Results are scaled by $\sqrt{m}$ (i.e., multiplied by $\sqrt{5000} \approx 70.7$ ). ATE is defined as $E [{\bar{Y}}^{a = 1}] - E [{\bar{Y}}^{a = 0}]$ ; n = number of clusters in the trial; Values for probabilities = how the treatment and sampling probabilities are obtained for the estimators; True = use the known-by-design sampling probabilities and probabilities of treatment in the trial; Estimated (simple) = estimate the sampling and treatment probabilities conditional on X_j only (the variable used to determine the sampling probabilities); Estimated (complex) = estimate the sampling and treatment probabilities conditional on X_j and the cluster-level averages of W _1,j and W _2,j; IPW = non-augmented inverse probability weighting estimator; AIPW1 = augmented inverse probability weighting estimator, with the outcome model fit only at the cluster level; AIPW2 = augmented inverse probability weighting estimator, with the outcome model fit at the individual level.
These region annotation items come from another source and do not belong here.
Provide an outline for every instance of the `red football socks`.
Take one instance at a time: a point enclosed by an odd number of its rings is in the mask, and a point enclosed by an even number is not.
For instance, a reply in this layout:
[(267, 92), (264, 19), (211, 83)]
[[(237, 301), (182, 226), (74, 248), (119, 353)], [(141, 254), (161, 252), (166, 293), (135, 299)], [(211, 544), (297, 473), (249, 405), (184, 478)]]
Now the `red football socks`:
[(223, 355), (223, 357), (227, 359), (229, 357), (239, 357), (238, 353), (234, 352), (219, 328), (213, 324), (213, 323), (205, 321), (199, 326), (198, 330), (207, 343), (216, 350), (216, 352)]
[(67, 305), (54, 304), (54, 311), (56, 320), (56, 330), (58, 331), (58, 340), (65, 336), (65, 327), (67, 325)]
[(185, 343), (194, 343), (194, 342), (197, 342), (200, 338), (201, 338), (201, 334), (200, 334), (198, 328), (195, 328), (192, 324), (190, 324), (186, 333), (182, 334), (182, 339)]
To examine methods for statistical inference, we focus on the augmented weighting estimators (AIPW1 and AIPW2) because they were nearly unbiased and had a substantially lower standard deviation compared with IPW. Table 4 presents the average of the standard errors using the influence curve-based approach (IC) and the cluster bootstrap (BS), along with the corresponding coverage of Wald-style 95% confidence intervals obtained using these standard errors for the augmented weighting estimators (AIPW1 and AIPW2). Ideally, the scaled average standard error should equal the scaled standard deviation in Table 3. In general, the influence curve-based approach for the average standard error was smaller than the standard deviation of the estimators, especially in smaller cluster trials. Using the influence curve-based standard errors resulted in undercoverage in the smaller cluster trials of 50 or 100 clusters, but nearly nominal coverage in larger cluster trials of 200 clusters. The average standard error based on the cluster bootstrap was similar to the standard deviation of the estimators. Using the bootstrap-based standard errors resulted in near-nominal coverage for all trial sizes we examined. Online Appendix E summarizes results for Scenario 1 for estimators of average treatment effects and expectations of the average potential outcome in the non-randomized subset of the target population; the results were similar to the results reported here for the entire target population.

Table 4.

Coverage and Scaled Average of Standard Errors of the Augmented Weighting Estimators for Quantities in the Target Population.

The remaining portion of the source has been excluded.